Ujian, pencobaan adalah kata yang sering kita dengar dalam spiritualias/agama.
Sebagian orang mengatakan Tuhan tidak memberi pencobaan, tetapi yang lain mengatakan cukup banyak ayat di kitab agama-agama yang mengatakan mengenai ujian, menguji dan diuji Tuhan. Jadi yang benar yang mana?
Sebenarnya sederhana :
Mau itu ujian, pencobaan atau apapun kata sejenis lainnya, tetap saja semua hal yang terjadi atas izin dari Tuhan.
Darimana ujian/pencobaan itu datang?
1. Dari diri kita sendiri bila kita berbuat kesalahan, sebagai bagian dari hukum sebab akibat. Singkatnya kita sendiri yang mencari/memperumit masalah, hehe.
2. Dari orang lain, tidak dapat terhindarkan karena kita hidup bermasyarakat, bukan sendirian
3. Dari hukum alam, ujian/pencobaan adalah bagian dari kehidupan untuk memproses kita
Yang pasti darimanapun ujian/pencobaan itu datang, tetap saja bisa terjadi atas persetujuan dari Tuhan, itu realita.
Sekarang yang terpenting adalah bagaimana kita menghadapinya?
1. Evaluasi, apakah kejadian ujian/pencobaan tersebut adalah sebab akibat langsung dari perbuatan kita sebelumnya atau hal eksternal (orang lain/hukum alam).
Evaluasi ini penting untuk membedakan apakah disebabkan oleh internal (diri sendiri) atau ekternal (orang lain/hukum alam). Karena apabila internal maka solusi dan hikmahnya lebih mudah, karena saat kita menyadari itu kesalahan kita, adalah pilihan kita untuk memperbaiki dan mencegahnya berulang kembali kedepan.
2. Solusi, apa yang bisa kita lakukan untuk melewatinya dengan baik? Bukan dengan hal-hal tidak benar yang malah mendatangkan ujian/pencobaan baru kedepannya.

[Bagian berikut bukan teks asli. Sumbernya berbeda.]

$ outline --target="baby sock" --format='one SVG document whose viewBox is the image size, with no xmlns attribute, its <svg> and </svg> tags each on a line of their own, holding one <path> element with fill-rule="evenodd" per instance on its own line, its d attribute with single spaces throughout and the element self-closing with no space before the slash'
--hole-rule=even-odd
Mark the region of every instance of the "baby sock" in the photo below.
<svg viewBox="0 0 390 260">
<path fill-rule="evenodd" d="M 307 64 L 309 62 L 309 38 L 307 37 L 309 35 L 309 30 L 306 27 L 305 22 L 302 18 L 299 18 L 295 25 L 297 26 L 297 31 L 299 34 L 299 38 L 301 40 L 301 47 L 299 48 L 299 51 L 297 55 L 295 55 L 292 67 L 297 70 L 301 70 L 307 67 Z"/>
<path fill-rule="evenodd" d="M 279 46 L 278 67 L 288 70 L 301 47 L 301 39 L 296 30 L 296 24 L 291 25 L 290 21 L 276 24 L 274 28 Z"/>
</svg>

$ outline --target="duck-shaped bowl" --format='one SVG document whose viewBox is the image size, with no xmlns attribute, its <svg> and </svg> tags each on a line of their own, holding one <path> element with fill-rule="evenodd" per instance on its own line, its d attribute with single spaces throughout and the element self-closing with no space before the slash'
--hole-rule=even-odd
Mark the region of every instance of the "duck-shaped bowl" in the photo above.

3. Hikmah, apa yang kita dapatkan/pelajari dari ujian/pencobaan ini? Hikmah berguna baik untuk pencegahan di masa depan, maupun bahan untuk menghadapi ujian berikutnya.
Ujian berikutnya? Waduh :(
Ya begitulah, sederhananya ujian/pencobaan adalah bagian dari kehidupan.
Untuk meringankan ujian/pencobaan yang datang, kita dapat mengubah definisi dan cara pandang kita.
Bila kita memandang ujian seperti momok yang negatif/penderitaan dst, maka itulah yang terjadi, kita menderita beneran, akhirnya merespon dengan buruk dan hasilnya malah "tinggal kelas" alias makin ga selesai-selesai dan mengulang terus ujian yang sama.
Bila kita memandang ujian adalah kesempatan untuk naik kelas, maka kita akan dengan senang hati bersiap, belajar darinya, merespon dengan baik dan mendapatkan hadiah "naik kelas" setelahnya
Memang setelah naik kelas, akan ada ujian lain lagi, tetapi karena sudah beda kelas, maka pelajaran, cara menghadapi dll sudah berbeda = menjadi pengalaman baru yang memperkaya diri dan hidup kita.
Dengan terus naik kelas, pada saatnya nanti mungkin saja kita bisa mencapai "kelulusan" = tercerahkan, dimana ujian/pencobaan definisi manusia, bukan lagi ujian/pencobaan bagi kita.